Von OLIVER TRIPP, 04.06.09, 07:03h
Was aber, wenn plötzlich Häuser zur Straße abkippen, wie eine einfache Messung mit dem Lot zeige? Wenn Schimmel im Keller des Hauses auftrete, zurückzuführen auf einen plötzlichen, zehn Meter langen Riss im Fundament? Wenn Geschädigte in jüngerer Zeit an bis zu 40 Jahre alten Häusern Risse feststellten, wie Viktor Rößler vom Netzwerk Bergschäden fragte. Sogar die Kirche habe Risse, obwohl die Mauern bis zu einem Meter stark seien. RWE Power könne doch nicht allen betroffenen Heppendorfern erzählen, sie hätten falsch gebaut, sagte Rößler. Er legte einen Zehn-Punkte-Plan für die Änderung der Regulierungspraxis bei Bergschäden vor.
Als hochkarätige Versammlung stellte WDR-Moderator Stefan Pesch diejenigen vor, die sich den Bürgern stellten. Neben dem RWE-Vertreter Herbst und dem Betroffenen Rößler waren der BUND-Geschäftsführer Dirk Jansen, Bernd Bucher vom Erftverband, Volker Baglikow vom Verband bergbaugeschädigter Haus- und Grundeigentümer, kurz VBHG, und Klaus Friedrichs vom NRW-Landesverband Bergbaubetroffener aus dem Ruhrgebiet zur Diskussionsveranstaltung erschienen.
Rössler forderte eine völlige und unmanipulierte Offenlegung der Daten seitens des Bergbautreibenden, um Privatleuten die Chance einer Beweisführung zu ermöglichen.
Einige Aueschäden, die bei Niederembt und Oberembt seit den 1960er Jahren bekannt seien, und die Schieflage des Elsdorfer Schwimmbades gab Herbst auf Nachfrage als bekannte Bergschäden an, ansonsten habe sich Heppendorf seit den 50er Jahren um vier Meter abgesenkt, grundsätzlich ohne Schäden.

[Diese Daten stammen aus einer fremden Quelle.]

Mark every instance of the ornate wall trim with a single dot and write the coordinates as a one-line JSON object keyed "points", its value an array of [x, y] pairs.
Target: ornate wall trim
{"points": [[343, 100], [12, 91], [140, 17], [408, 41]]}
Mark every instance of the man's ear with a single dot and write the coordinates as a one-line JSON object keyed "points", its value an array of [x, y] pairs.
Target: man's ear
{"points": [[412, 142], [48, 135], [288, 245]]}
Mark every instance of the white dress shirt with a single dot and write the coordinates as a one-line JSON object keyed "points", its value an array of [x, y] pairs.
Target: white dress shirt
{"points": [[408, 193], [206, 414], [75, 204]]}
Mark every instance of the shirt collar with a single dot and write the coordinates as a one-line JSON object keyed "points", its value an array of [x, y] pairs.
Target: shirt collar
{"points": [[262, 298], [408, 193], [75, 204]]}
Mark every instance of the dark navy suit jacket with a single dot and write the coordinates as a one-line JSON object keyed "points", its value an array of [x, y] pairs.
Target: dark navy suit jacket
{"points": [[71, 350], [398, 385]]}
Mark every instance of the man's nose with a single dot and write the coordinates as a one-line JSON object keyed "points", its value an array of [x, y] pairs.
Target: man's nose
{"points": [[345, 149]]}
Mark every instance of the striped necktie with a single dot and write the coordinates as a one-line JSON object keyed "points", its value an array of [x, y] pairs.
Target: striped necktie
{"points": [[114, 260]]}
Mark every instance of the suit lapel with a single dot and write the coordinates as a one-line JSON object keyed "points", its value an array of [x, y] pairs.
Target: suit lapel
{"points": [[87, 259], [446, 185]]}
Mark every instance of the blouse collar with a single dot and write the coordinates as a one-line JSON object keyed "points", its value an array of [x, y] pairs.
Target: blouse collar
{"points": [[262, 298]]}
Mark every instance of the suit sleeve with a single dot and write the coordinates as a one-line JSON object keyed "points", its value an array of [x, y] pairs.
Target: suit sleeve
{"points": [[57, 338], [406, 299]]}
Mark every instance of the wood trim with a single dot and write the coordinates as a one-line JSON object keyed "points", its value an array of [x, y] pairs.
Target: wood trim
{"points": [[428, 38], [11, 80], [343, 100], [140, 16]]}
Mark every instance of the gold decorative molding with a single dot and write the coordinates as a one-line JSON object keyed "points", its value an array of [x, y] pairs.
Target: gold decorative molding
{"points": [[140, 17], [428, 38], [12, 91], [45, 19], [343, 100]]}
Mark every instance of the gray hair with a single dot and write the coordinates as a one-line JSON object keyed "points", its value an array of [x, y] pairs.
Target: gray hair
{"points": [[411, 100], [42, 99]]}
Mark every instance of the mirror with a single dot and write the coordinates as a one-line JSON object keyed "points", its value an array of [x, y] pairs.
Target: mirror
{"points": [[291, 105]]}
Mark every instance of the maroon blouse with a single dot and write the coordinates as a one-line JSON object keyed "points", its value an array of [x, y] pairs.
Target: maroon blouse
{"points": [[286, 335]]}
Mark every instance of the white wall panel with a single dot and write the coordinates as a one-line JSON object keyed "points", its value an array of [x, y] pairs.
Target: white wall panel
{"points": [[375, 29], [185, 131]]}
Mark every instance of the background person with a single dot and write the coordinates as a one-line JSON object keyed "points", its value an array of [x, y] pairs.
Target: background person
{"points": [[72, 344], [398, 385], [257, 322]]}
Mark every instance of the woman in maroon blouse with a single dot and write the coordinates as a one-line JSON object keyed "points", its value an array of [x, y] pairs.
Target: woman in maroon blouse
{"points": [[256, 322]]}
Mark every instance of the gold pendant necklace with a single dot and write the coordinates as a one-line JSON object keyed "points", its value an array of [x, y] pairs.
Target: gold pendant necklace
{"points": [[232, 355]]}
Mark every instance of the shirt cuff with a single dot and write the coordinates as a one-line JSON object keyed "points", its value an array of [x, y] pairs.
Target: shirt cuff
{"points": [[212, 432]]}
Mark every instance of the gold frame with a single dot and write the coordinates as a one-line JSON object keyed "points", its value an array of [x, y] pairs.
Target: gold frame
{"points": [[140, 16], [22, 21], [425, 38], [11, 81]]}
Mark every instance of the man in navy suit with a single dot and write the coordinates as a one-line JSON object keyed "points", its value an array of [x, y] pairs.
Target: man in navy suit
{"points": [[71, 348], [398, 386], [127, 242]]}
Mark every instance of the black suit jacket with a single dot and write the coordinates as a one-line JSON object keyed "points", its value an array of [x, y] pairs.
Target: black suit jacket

Herbst wiederholte gleich mehrmals, dass jeder Einzelfall geprüft und jedem Einzelnen volle Datentransparenz bezüglich seines Grundstückes gewährt werde, die Daten des Nachbarn fallen unter das Datenschutzgesetz. Im Verlauf der Diskussion fühlte der RWE-Vertreter sich als Buhmann gebrandmarkt. Denn hoch war die Zahl der Beiträge aus dem Plenum, die wie Rössler Absagen vom grünen Schreibtisch erhalten hätten, ohne dass jemand draußen gewesen sei.
Gutachter als
Hellseher bezeichnet
Christa Döhler aus Quadrath-Ichendorf erzählte von ihrem seit 2003 währenden Streit mit dem Bergbauunternehmen um Risse in ihrem Haus. In einem RWE-Endgutachten sei die Rede von einem tektonischen Sprung gewesen, der zur Zeit nicht aktiv sei.
Ein Betroffener aus der Gemeinde Jüchen stufte Gutachter in die Kategorie Hellseher ein, die in seinem Falle Dinge beschrieben hatten, die sie nie gesehen hätten. Etwa das Wurzelwerk eines Baumes auf dem Nachbargrundstück, nach dem er selbst vergeblich gesucht habe.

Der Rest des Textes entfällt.